- DVD cover
- Kanji: 明日への遺言
- Directed by: Takashi Koizumi
- Screenplay by: Takashi Koizumi Roger Pulvers
- Based on: Nagai Tabi by Shōhei Ōoka
- Produced by: Masato Hara Masao Nagai
- Starring: Makoto Fujita Sumiko Fuji Robert Lesser Fred McQueen Richard Neil
- Cinematography: Shoji Ueda
- Edited by: Hideto Aga
- Music by: Takashi Kako
- Distributed by: Asmik Ace Entertainment, Inc.
- Release dates: October 27, 2007 (Tokyo International Film Festival); March 1, 2008 (Japan);
- Running time: 110 minutes
- Country: Japan
- Language: Japanese

= Best Wishes for Tomorrow =

Best Wishes for Tomorrow (明日への遺言, Ashita e no yuigon) is a 2007 Japanese drama film directed by Takashi Koizumi, based on the novel Nagai Tabi (A Long Journey) by Shōhei Ōoka.

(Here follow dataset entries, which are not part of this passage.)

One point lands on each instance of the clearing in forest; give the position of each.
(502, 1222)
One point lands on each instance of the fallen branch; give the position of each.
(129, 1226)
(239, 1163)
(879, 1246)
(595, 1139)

It stars Makoto Fujita as Lieutenant General Tasuku Okada during the Yokohama War Crimes Trials.

==Plot summary==
The film depicts the war crimes trial of Lieutenant General Tasuku Okada, who ordered the execution of 38 captured US prisoners of war, after he considered them to be war criminals for the war time fire bombing of Nagoya. The movie seeks to call attention to supposed American war crime culpability in the fire and atomic bombings of Japan.